Balancing producers and consumers in publish/subscribe networks

An important concept in asynchronous messaging performance is balance. Unless message consumers are balanced with message producers, there is the danger that a backlog of unconsumed messages might build up and seriously affect the performance of multiple applications.

In a point-to-point messaging topology, the relationship between message consumers and message producers is readily understood. You can get estimates of message production and consumption, queue by queue, channel by channel. If there is a lack of balance, the bottlenecks are readily identified and then remedied.

It is harder to work out whether publishers and subscribers are balanced in a publish/subscribe topology. Start from each subscription, and work back to the queue managers having publishers on the topic. Calculate the number of publications flowing to each subscriber from each queue manager.

Each publication that matches a subscription on a remote queue manager (based on proxy subscriptions) is put to a transmission queue. If multiple remote queue managers have proxy subscriptions for that publication, multiple copies of the message are put to a transmission queue, each targeted for a different sender channel.

In a publish/subscribe cluster, those publications are targeted at the SYSTEM.INTER.QMGR.PUBS queue on the remote queue managers that host the subscriptions. In a hierarchy, each publication is targeted at the SYSTEM.BROKER.DEFAULT.STREAM queue, or any other stream queues listed in the SYSTEM.QPUBSUB.QUEUE.NAMELIST on the remote queue managers. Each queue manager processes messages arriving on that queue and delivers them to the correct subscriptions on that queue manager.

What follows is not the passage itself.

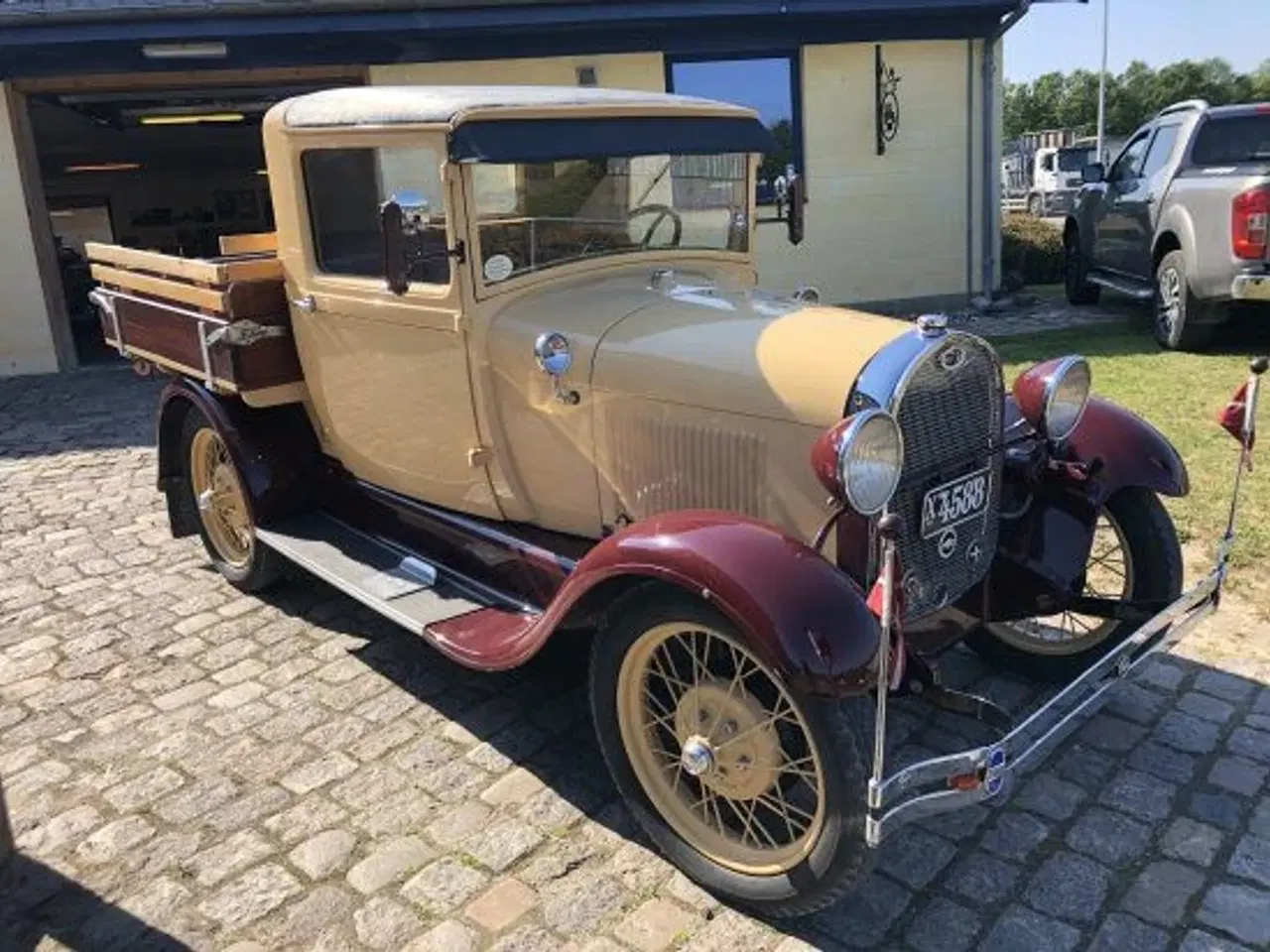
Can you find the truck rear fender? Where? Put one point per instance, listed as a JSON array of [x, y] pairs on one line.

For this reason, monitor the load at the following points where bottlenecks might arise:
  • Monitor the load at the individual subscription queues.
    • This bottleneck implies that the subscribing application is not consuming the publications as quick as they are being published.
  • Monitor the load at the SYSTEM.INTER.QMGR.PUBS queue or the stream queues.
    • This bottleneck implies that the queue manager is receiving publications from one or more remote queue managers faster than it can distribute them to the local subscriptions.
    • When seen on a topic host queue manager when using topic host routing in a cluster, consider making additional queue managers topic hosts, allowing the publication workload to be balanced across them. However, this will affect the message ordering across publications. See Topic host routing using multiple topic hosts for a single topic.
  • Monitor the load at the channels between the publishing queue manager and the subscribing queue managers, which are fed by the transmission queues on the publishing queue manager.
    • This bottleneck implies that either one or more channels is not running, or messages are being published to the local queue manager faster than the channels can deliver them to the remote queue manager.
    • When you use a publish/subscribe cluster, consider defining additional cluster receiver channels on the target queue manager. This allows the publication workload to be balanced across them. However, this affects the message ordering across publications. Also consider moving to a multiple cluster transmission queue configuration, because this can improve performance in certain circumstances.
  • If the publishing application is using a queued publish/subscribe interface, monitor the load at (a) the SYSTEM.BROKER.DEFAULT.STREAM queue, and any other stream queues listed in the SYSTEM.QPUBSUB.QUEUE.NAMELIST ; and (b) the SYSTEM.BROKER.DEFAULT.SUBPOINT queue, and any other subpoint queues listed in the SYSTEM.QPUBSUB.SUBPOINT.NAMELIST .
    • This bottleneck implies that messages are being put by local publishing applications faster than the local queue manager can process the messages.